Despite being a concept car, Dee serves as a representation of BMW’s upcoming Neue Klasse platform, which the firm announced will debut in 2025 with a dynamic sedan and a sporty activity vehicle as its first two models.
Arnold Schwarzenegger made a cutesy video for the unveiling in which he reflected on the bond individuals had with their vehicles in the 1980s. The voice of Dee, which stands for Digital Emotional Experience, then attempted to persuade the actor/politician that future automobiles are indeed best friends.
The concept behind it
Dee’s voice helped to individualize and humanize the automobile throughout the presentation. BMW once claimed that Dee had a digital soul, a personality that includes both facial emotions and a voice. The following line from the movie “The Terminator” truly drove home this point: “The unknowable future rolls toward us. I approach it with optimism for the first time because, if a machine like a Terminator can comprehend the worth of human life, perhaps humans can as well.
Since the “software-defined vehicle” trend started to gain traction, manufacturers have been looking for novel ways to employ this software to give drivers and passengers a more customized experience. A wide variety of samples are constantly available at CES. This year looks to be all about in-car gaming, as opposed to last year when it was all about Google Home integrations and Amazon Fire streaming coming to cars. BMW, however, is taking it a step further by proposing that there is not just an emotional bond between a person and their automobile, but also a car with its own feelings.
Software and hardware advancements for a complete Omni channel experience is one way BMW intends to make that vision a reality, according to Zipse. This concept is shown by Dee’s head-up display, which has four levels of interactivity and is referred to by BMW as its “mixed reality slider.”

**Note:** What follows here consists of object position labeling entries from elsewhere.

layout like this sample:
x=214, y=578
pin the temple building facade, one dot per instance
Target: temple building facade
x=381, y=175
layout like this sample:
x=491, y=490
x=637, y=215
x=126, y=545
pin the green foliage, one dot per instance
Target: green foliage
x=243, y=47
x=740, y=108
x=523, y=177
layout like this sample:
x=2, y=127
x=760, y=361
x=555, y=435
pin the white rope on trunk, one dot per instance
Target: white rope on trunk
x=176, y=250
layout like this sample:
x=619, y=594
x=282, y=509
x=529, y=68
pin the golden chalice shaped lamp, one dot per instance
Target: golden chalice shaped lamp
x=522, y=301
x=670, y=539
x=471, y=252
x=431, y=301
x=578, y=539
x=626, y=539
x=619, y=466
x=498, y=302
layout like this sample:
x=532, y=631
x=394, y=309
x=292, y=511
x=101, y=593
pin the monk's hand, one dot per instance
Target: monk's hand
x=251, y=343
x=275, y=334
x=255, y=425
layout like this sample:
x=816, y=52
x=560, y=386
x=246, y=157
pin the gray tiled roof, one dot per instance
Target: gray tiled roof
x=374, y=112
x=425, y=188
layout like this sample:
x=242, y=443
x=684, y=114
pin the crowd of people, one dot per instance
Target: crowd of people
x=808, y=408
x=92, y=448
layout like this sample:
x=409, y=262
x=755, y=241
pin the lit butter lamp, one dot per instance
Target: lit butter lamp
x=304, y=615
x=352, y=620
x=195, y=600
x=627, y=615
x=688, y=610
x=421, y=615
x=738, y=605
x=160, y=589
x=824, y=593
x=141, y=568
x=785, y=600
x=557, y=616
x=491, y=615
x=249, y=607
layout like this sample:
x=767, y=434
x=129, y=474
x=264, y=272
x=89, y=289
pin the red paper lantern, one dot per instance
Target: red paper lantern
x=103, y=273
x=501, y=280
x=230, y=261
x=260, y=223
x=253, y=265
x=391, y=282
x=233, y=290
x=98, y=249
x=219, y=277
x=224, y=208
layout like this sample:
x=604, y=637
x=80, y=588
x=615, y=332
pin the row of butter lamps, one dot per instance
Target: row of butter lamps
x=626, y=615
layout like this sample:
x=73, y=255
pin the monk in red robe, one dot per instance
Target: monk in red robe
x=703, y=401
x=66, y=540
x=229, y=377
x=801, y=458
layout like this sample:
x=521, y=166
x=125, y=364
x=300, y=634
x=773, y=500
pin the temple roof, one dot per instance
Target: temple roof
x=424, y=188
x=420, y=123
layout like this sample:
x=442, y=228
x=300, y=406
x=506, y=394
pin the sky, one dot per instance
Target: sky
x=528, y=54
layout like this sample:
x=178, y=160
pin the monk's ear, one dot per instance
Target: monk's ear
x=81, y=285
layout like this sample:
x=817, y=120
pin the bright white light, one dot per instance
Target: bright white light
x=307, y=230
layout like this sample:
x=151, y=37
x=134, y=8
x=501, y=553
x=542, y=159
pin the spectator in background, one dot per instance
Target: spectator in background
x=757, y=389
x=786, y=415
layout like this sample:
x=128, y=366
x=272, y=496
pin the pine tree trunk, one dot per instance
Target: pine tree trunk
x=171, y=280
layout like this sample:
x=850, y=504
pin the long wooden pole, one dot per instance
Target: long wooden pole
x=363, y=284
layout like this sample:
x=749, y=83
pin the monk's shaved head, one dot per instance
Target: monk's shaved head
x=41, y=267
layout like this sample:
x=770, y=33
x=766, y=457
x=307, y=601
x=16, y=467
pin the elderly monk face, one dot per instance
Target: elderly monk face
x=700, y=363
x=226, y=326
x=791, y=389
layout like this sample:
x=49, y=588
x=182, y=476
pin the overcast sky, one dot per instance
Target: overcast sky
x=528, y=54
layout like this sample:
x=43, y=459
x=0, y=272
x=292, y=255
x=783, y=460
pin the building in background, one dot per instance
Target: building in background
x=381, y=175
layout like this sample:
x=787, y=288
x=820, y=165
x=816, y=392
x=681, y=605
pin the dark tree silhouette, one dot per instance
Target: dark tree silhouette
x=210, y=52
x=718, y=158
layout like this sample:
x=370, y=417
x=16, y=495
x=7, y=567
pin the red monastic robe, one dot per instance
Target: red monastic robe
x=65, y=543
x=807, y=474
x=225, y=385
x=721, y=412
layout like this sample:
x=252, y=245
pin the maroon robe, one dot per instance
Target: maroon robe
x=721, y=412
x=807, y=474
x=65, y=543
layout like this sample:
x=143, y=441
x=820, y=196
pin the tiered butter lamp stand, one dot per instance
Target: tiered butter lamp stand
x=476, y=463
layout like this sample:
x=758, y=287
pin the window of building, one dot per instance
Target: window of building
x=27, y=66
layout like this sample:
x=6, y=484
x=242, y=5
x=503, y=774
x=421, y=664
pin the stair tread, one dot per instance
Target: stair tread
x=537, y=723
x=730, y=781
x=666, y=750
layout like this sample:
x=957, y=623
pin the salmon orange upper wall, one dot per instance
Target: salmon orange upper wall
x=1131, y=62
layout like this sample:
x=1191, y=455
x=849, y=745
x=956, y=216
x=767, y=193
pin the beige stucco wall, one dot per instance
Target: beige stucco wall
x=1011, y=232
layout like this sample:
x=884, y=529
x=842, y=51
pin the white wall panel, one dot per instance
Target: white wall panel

The depth behind the vision
All the necessary driving and navigational information are provided at level one. Level 2 facilitates communication by displaying texts and calls. The elements of Levels one and two are combined in Level three, which also highlights potential obstructions and adds collision alerts to the navigation data displayed on your windscreen. Social media is also visualized and level four “far beyond reality,” What does that imply in reality? We’re not really sure, but the talking Dee said that you could practically pack up your entire social group and drive away.
But the point is that automakers like BMW are attempting to equip their cars with so much dazzling, seamless technology that consumers begin to view them as their ideal companions—friends, living rooms, personal assistants, and fashion accessories all in one. How bizarre is that?